Welcome to MilkyWay@home

Problem?

Message boards : Number crunching : Problem?
Message board moderation

To post messages, you must log in.

AuthorMessage
BrainSmashR

Send message
Joined: 16 Dec 07
Posts: 5
Credit: 745,296
RAC: 0
Message 63027 - Posted: 17 Jan 2015, 8:44:05 UTC

So I have some WU that take all 6 cores to crunch, but they keep ticking after they reach 100% completed and surpass the "time remaining" variable...essentially halting ALL work being done by BOINC.

Can someone explain to me what's going on? I enjoy crunching for Milkyway but I do not like you "idling" my system so I can't crunch for anyone else....
ID: 63027 · Rating: 0 · rate: Rate + / Rate - Report as offensive     Reply Quote
Profile mikey
Avatar

Send message
Joined: 8 May 09
Posts: 3319
Credit: 520,345,392
RAC: 21,895
Message 63028 - Posted: 17 Jan 2015, 12:05:14 UTC - in response to Message 63027.  

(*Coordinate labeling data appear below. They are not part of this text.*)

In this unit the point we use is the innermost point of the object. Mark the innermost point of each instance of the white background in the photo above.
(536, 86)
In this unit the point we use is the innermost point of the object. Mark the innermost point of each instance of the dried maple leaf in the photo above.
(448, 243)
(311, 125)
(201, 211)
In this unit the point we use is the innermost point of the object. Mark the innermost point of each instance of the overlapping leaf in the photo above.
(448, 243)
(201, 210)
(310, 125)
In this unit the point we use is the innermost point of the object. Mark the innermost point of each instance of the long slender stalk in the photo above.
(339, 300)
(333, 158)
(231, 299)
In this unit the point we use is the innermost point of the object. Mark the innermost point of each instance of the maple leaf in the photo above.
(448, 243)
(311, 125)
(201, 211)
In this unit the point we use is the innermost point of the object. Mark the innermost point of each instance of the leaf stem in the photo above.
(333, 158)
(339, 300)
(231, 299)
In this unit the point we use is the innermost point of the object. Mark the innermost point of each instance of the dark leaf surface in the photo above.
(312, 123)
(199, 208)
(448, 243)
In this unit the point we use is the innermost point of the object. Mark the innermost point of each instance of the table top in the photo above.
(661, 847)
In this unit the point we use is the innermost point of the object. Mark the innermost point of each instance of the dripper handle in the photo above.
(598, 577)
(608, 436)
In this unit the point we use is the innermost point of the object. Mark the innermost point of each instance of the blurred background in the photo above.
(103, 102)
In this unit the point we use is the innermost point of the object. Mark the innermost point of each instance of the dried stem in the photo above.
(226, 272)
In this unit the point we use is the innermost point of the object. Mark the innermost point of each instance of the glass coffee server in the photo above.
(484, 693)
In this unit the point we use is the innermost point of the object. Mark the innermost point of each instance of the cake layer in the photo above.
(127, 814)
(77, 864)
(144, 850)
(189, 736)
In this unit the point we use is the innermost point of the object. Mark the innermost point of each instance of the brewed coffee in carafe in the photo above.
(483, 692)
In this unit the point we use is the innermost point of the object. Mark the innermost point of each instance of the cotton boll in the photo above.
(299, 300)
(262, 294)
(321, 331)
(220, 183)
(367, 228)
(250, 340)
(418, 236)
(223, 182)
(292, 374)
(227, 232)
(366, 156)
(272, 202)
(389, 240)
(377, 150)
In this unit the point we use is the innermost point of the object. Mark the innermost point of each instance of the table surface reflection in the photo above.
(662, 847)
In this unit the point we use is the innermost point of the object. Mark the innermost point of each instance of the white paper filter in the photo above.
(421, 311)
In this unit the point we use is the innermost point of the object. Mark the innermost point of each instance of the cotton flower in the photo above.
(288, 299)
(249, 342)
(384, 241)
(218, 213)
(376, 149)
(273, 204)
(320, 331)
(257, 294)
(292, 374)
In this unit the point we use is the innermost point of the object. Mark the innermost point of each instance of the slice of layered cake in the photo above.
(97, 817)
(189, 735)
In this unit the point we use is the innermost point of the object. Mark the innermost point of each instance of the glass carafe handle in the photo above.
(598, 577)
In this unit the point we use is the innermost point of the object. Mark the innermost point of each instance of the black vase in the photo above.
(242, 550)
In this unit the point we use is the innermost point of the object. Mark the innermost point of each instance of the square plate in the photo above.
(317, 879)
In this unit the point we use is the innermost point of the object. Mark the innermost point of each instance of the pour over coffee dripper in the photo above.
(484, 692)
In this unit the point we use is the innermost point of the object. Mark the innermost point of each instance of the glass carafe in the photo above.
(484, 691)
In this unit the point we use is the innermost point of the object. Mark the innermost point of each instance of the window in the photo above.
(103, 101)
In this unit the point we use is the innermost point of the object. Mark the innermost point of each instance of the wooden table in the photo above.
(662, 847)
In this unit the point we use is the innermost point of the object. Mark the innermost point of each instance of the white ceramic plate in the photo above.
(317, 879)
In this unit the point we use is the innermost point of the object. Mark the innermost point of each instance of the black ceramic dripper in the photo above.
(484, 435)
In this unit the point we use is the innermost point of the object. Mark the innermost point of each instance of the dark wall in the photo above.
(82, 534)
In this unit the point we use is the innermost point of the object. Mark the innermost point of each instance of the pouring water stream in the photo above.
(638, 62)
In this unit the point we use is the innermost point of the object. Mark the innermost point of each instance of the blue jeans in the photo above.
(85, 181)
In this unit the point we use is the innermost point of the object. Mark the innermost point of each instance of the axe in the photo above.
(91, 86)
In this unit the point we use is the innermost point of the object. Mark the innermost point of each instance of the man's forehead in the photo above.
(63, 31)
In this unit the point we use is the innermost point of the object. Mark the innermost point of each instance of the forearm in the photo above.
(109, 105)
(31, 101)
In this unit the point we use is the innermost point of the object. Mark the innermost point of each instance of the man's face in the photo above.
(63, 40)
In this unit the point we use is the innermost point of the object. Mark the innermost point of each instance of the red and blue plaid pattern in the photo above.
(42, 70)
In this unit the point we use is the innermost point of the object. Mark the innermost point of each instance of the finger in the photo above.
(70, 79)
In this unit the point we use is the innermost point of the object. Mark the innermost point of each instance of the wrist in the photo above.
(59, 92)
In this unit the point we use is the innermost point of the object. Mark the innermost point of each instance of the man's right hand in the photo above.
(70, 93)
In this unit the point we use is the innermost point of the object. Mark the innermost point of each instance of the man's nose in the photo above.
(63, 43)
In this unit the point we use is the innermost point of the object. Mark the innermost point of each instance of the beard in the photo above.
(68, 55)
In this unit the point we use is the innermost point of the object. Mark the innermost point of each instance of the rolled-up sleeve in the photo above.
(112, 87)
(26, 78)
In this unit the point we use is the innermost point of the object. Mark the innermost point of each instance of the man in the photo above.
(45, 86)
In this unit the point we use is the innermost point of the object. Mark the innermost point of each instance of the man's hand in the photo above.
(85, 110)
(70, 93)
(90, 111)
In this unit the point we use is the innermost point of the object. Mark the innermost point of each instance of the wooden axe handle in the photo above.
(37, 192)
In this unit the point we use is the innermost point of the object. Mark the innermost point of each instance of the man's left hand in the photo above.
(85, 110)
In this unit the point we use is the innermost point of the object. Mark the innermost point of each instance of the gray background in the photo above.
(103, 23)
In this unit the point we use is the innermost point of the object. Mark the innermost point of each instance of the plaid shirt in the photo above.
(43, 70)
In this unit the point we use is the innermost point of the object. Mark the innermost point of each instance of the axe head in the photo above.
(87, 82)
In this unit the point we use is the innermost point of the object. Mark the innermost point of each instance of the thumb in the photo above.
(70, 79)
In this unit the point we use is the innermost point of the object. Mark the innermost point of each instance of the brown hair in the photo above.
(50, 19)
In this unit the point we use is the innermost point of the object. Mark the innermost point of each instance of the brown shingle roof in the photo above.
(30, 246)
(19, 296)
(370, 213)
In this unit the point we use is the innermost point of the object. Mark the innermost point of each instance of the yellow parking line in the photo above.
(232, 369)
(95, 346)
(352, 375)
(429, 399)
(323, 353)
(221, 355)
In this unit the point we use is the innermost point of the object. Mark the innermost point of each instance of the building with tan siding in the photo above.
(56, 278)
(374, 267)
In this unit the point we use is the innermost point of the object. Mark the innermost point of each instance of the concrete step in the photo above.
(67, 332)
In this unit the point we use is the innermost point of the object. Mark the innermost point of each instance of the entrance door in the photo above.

So I have some WU that take all 6 cores to crunch, but they keep ticking after they reach 100% completed and surpass the "time remaining" variable...essentially halting ALL work being done by BOINC.

Can someone explain to me what's going on? I enjoy crunching for Milkyway but I do not like you "idling" my system so I can't crunch for anyone else....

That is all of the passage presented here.